Lockheed D-21 - Operational History

Operational History

Four operational missions with the D-21B took place under the codename of Senior Bowl. These were conducted over the People's Republic of China from 9 November 1969 to 20 March 1971 to spy on the Lop Nor nuclear test site. The USAF's 4200th Support Squadron, based at Beale Air Force Base, California, flew the missions, usually from Andersen Air Force Base in Guam.

The Chinese never spotted the D-21B, but it failed to turn around and continued straight on, crashing somewhere in the Soviet Union. Another test flight was conducted on 20 February 1970 in a successful attempt to correct any problems. The second operational mission, however, was not until 16 December 1970. The D-21B made it all the way to Lop Nor and back to the recovery point, but the hatch had a partial parachute failure and was lost at sea.

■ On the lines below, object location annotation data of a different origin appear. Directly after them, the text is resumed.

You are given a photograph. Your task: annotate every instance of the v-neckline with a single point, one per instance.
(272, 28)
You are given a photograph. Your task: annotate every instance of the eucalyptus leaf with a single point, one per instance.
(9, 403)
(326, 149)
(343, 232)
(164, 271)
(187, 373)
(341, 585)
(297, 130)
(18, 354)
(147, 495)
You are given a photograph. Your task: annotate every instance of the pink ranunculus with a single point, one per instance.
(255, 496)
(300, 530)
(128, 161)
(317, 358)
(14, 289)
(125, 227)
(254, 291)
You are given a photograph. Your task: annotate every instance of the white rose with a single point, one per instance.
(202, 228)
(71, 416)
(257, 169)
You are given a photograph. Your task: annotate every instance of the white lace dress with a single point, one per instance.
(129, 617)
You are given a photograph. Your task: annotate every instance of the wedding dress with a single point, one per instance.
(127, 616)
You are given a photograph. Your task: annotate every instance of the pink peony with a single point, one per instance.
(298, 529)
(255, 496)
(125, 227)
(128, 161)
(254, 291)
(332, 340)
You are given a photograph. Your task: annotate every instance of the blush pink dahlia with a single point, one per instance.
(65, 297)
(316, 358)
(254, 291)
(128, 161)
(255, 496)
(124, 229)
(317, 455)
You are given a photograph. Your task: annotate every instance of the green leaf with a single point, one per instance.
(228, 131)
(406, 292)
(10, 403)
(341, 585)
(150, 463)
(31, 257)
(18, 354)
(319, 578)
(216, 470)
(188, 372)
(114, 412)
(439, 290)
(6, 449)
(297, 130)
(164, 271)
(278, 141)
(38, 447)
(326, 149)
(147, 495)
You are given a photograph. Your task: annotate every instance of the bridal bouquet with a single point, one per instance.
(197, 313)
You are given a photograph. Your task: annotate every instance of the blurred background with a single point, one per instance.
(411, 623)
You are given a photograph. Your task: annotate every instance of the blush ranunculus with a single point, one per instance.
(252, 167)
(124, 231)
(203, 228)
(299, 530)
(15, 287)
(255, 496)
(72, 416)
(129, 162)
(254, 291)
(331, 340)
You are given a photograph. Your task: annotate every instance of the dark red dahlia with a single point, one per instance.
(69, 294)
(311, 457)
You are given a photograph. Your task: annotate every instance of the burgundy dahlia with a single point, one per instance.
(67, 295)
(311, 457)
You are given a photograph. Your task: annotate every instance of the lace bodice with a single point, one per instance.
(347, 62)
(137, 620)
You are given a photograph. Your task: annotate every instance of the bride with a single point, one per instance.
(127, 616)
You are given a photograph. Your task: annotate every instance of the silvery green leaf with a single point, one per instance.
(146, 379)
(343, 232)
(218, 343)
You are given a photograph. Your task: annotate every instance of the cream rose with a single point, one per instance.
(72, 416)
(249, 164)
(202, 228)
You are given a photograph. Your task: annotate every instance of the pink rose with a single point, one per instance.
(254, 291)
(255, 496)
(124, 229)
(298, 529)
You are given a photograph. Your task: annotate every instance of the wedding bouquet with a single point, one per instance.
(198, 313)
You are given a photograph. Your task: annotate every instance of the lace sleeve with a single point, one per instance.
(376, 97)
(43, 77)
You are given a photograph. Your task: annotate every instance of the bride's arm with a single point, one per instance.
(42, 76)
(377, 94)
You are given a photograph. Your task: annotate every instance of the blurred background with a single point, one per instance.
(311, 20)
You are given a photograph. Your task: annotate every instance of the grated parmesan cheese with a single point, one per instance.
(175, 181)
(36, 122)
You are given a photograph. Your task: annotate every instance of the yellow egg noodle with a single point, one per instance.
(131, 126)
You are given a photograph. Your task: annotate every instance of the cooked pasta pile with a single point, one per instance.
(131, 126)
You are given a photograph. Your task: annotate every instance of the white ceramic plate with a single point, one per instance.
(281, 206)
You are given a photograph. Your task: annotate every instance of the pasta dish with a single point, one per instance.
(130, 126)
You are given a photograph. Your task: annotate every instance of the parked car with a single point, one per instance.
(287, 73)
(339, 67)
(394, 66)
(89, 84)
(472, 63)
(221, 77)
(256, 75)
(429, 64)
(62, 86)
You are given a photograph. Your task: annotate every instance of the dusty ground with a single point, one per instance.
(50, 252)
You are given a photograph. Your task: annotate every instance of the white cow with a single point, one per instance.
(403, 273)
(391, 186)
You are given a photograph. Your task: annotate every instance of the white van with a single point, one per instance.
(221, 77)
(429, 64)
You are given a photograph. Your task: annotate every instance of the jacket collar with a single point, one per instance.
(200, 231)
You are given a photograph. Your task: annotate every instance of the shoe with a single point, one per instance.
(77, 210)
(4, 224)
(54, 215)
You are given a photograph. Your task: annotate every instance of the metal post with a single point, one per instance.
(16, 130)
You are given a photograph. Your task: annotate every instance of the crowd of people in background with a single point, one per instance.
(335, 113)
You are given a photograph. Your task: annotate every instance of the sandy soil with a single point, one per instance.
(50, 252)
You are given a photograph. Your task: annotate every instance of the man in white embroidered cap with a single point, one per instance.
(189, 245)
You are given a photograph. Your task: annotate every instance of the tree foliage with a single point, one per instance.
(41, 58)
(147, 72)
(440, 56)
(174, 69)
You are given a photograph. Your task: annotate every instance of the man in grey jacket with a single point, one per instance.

During the third operational mission, on 4 March 1971, the D-21B flew to Lop Nor and returned, jettisoning the hatch. It deployed its parachute, but the midair recovery failed. The destroyer that tried to retrieve the hatch from the water ran it down and it sank. The fourth, and last, flight of the D-21B was on 20 March 1971. It was lost over China on the final segment of the route. Wreckage of this lost D-21B was found by local authority in Yunnan province, China. In 2010, after being dumped in the junkyard of China Aviation Museum for years, the wreckage was finally officially moved to the exhibition area.

On 23 July 1971, the D-21B program was canceled, due to the poor success rate, the introduction of a new generation of photo reconnaissance satellites, and President Richard Nixon's rapprochement with China. A total of 38 D-21 and D-21B drones were built with 21 expended in launches. The remaining 17 were initially stored at Norton Air Force Base, California, then moved to Davis-Monthan Air Force Base "boneyard" near Tucson, Arizona, in 1976 and 1977. With the base open to the public, the D-21 drones were quickly spotted and photographed. The Air Force called them GTD-21Bs with the GT standing for Ground Training.

The fate of the D-21 that had disappeared on the first operational flight was finally revealed in February 1986 when an official from the CIA returned a panel to Ben Rich that he had been given by a Soviet KGB agent. The drone had self-destructed over Siberia and the Soviets had recovered the wreckage. The Tupolev design bureau reverse-engineered the wreck and came up with plans for a Soviet copy, named the Voron (Raven), but it was never built.

In the late 1990s, NASA considered using a D-21 to test a hybrid "rocket-based combined cycle" engine, which operates as a ramjet or rocket, depending on its flight regime. This idea was abandoned, and NASA used a derivative of the agency's X-43A hypersonic test vehicle for the experiments.